Bir cemaatin ölümüne karar verildi bir yerlerde ve cepheye sürüldü. Belki aynı odaklar, Tayyip Erdoğan'ın ve Ak Parti'nin ölümüne de karar verdiler ve "içerden bir vuruş" için Cemaati, o işle görevlendirdiler.
Tayyip Erdoğan ve Ak Parti, uluslararası bazı odaklar için, İslam dünyasının diriliği anlamına geliyordu, onun kalemi kırılmıştı, -öyle demiyorlar mıydı Cemaat adına konuşanlar özel kulislerde- o zaman ipi çekmeyi, yani cellatlığı üstlenmek kalıyordu, hayret ona ikna edildiler. Hayret, diyorum, bin kere hayret.

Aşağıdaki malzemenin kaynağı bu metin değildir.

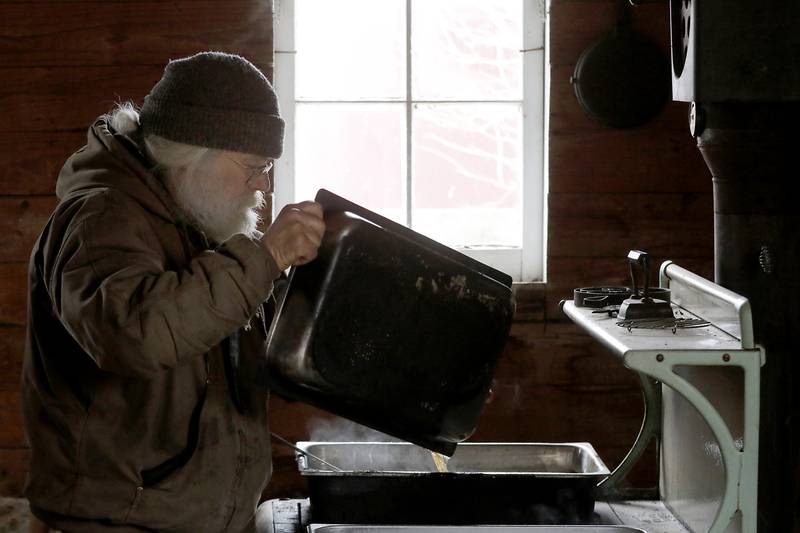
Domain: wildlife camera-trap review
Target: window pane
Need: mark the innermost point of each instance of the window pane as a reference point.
(350, 49)
(466, 49)
(354, 150)
(468, 173)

Azıcık basiret devreye girseydi, "biz nasıl bir misyona soyunduruluyoruz?" derler, üç adım geri dururlardı.
Yapmadılar, bodoslama girdiler devreye.
Ama üstlendikleri misyon, kendi tabanlarıyla, kendilerinin topluma sundukları misyonla iç içe bir yapı ve kadroyla savaşmaktı.
İçerde-dışarda bu yapı ve kadro ile savaşanlar belli idi.
Bunu görmemek için gerçekten kör olmak ya da basireti bağlanmak gerekiyordu.
Ama soyundular o misyona.
Bu şekilde de siyasetin içine boylu boyunca girdiler.
Bu da, bir anlamda kendi sosyal tabanlarıyla çarpışmaya soyunmak anlamına geliyordu. Düşünmeli bir, Tayyip Erdoğan'a oy veren babanın çocuğu kendileriyle beraberdi ve onu babasından koparmak gerekiyordu. Önce Tayyip Erdoğan düşmanlığına çekmek, sonra da siyasi mücadeleler seyri içinde, Tayyip Erdoğan'ı yıkmaya soyunanlarla el ele tutuşmak gerekiyordu.
Böyle bir tavır, o cemaati, tabii olarak yürüdüğü ana mecranın dışında başka ittifaklar içine sürüklemekten başka sonuç doğurmazdı.
Türkiye'nin iç siyaseti de sancılıydı, Türkiye'nin İslam dünyasındaki rolü sebebiyle, dış ilişkilerde de şimşekleri üzerine çekme potansiyeli bulunan bir durum vardı.
Cemaat demek, islami hassasiyet ekseninde oluşan bir yapı demekti.
Böyle bir yapının hizmet üretebilmesi için, sistemden alan kazanmak, bunun için de çetin siyasi mücadeleler içinden geçmek gerekti. Bunu Türkiye'deki her islami hizmet yapısı bilirdi, söz konusu Cemaatin kendisi de bilirdi. Bunun için, eşlere baş açtırmak, gerektiğinde alkol kullanmak, eşin dansa kaldırılmasına razı olmak gibi Müslümanlık çerçevesini zorlayan ne çetin bedeller ödenmişti.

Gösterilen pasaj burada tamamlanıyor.